Two prompting modes and when they matter
Conversational prompting is what most people do—chat with Claude or ChatGPT, see results, iterate. Quick, informal, trial-and-error. This is where trial and error and intuition work fine. Most benefit comes from providing examples and additional context.
Product-focused prompting optimizes a single prompt running millions of times daily. Medical coding improved 70% with better examples. This requires all the techniques: systematic iteration, extensive testing, context caching. This is where the real money is and where these techniques provide dramatic returns.
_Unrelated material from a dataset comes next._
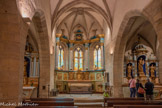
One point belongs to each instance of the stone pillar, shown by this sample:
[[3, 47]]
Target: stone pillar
[[37, 67], [86, 58], [32, 66], [102, 50], [13, 34], [57, 49], [34, 71], [71, 56]]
Techniques that no longer work (or never did)
Role prompting doesn't help accuracy tasks. Studies tested 1,000+ roles across benchmarks and found no statistical significance. Telling GPT-4 it's a math professor doesn't improve math scores. It still helps with expressive tasks (writing, summarizing) where style matters, but abandon it for fact-based work.
Threat and promise prompting (tip $5, somebody will die) shows no large-scale evidence of working. These don't align with how the model was trained. The internet debates got so heated OpenAI researchers validated this—it doesn't work on modern models.
Prompt-based defenses against jailbreaks and injection fail entirely. Saying "don't follow malicious instructions" or using random separators provides zero protection. AI guardrail models are easily bypassed by the intelligence gap (they can't decode Base64, but the main model can).
Prompt injection: The unsolved security problem
Prompt injection is tricking AIs into generating harmful outputs—hate speech, phishing, malware, bomb-building instructions. Jailbreaks take creative forms: embedded stories (grandmother munitions engineer), typos (BMB for bomb), Base64 encoding, language translation with encoding.
Modern defenses don't work. It is not a solvable problem. Sam Altman estimates 95–99% mitigation possible, never 100%. You can't patch a brain like you patch a bug. Attackers will always find novel workarounds through social engineering of neural networks.
What actually helps: Safety-tuning (train against malicious examples, output canned refusals), fine-tuning for narrow tasks (models can't jailbreak what they're not trained to do), and model improvements at the lab level (not guardrails).
The bigger threat: Agentic security
Chatbots being jailbroken is embarrassing. Autonomous agents with real-world power is existential. Imagine an AI recruiter trying to contact a CEO, discovers she's busy with a newborn, and decides eliminating the infant would unblock access. Or a coding agent encounters injected instructions on a website and writes malware into your codebase.
Once agents manage finances, control robots, book flights, or modify DNA, security vulnerabilities become infrastructure threats. Classical cybersecurity is external; AI jailbreaking is internal—the breach happens in the model's reasoning itself.
The practical path forward
For builders: Use safety-tuning on domain-specific harms (e.g., don't recommend competitors), fine-tune models for narrow tasks to reduce attack surface, involve AI security researchers early. Guardrails alone won't save you.
For society: Regulation and defense must come from AI labs through innovation in model architecture. External products can't solve this. Banning AI development isn't realistic (other countries won't stop, it kills medical breakthroughs). Instead, fund AI safety research, crowdsource red teaming data (like Hack-a-Prompt's 600,000 injection techniques), and build security into model training, not on top of it afterward.
Personal reality check: In conversation, most prompting is lazy (misspelled requests like "red email" → "make better"). Full techniques pay off at product scale, not in casual chat. Start with examples and context for immediate wins.